Help New Employees Get Off to a Good Start
Have you ever started a new job with enthusiasm, only to be told on arrival, “Go read the manual”? No guidance, no orientation, no passwords, sometimes even no computer. Miserable!
Other turnoffs for new employees include no work area assigned, no introductions to co-workers, and leaving the employee behind when everyone else heads out for lunch. Oh, and sitting through a day or two of mind-numbing orientation presentations.
When there’s no formal plan for helping new employees get started, those first few days can be mighty awkward. This formal plan—or onboarding, as it’s sometimes called—refers to the process by which new employees become oriented and gain the background, knowledge, and skills to work effectively as members of the team and the organization.
You can start integrating a new employee even before day one. One company, H.Bloom, sends the employee an electronic welcome package of information about the company, such as its history, core values, and recent press clippings, as well as information on what the employee should expect the first day, week, and month. Then, the night before, the employee’s supervisor calls to make sure the person knows where and when to show up.
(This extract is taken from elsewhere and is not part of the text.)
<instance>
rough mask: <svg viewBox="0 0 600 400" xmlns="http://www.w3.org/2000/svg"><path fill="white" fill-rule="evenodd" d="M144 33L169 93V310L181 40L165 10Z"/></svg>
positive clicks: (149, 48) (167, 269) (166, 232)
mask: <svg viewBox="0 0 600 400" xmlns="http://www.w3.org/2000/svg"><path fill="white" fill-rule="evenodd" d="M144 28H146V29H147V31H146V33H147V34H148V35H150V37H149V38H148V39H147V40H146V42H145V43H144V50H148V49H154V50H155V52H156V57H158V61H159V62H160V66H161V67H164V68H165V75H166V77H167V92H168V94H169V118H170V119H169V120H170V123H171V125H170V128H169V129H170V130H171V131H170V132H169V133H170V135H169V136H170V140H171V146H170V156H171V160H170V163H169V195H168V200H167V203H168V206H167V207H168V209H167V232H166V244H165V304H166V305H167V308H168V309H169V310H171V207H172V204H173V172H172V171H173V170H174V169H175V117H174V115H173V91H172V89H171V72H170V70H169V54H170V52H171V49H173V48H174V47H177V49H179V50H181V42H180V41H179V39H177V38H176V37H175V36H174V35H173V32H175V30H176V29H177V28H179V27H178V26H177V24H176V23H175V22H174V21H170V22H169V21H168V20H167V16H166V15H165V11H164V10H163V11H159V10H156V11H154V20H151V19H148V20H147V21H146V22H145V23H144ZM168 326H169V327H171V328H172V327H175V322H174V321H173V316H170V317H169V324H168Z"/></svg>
Even if you, as a new employee, knew where and when to show up, wouldn’t it be nice to be contacted like this?
The key to making a new employee feel welcome is to truly welcome the person. Prepare a checklist of everything that needs to happen before and when the employee arrives. Have everything ready and waiting for the person. Strive for a day that’s focused at least as much on meeting people as on paperwork and HR meetings. But don’t plan a lot of hoopla; some people are hoopla-averse and may not find such “rah-rah-rah” welcoming.
Once day one has come and gone, it may be a good idea for the manager to schedule regular meetings with the employee over the coming weeks or months to ensure everything relevant is addressed. This may include introductions, discussion about such things as the corporate culture, a review of the mystifying org chart, and issues pertinent to team activities and responsibilities. All this, of course, is in addition to the conversations that need to take place regarding the individual’s specific duties and responsibilities.
It’s also a wise idea to assign the new employee a more experienced employee or a mentor, someone who has no reporting relationship to the new employee. This person can help the employee with the whys and wherefores that inevitably arise as the employee gets adjusted. Ideally, such a person could call the new employee before the start date to become acquainted with him or her.
Dilbert’s workplace isn’t the most welcoming for new employees. You can do better!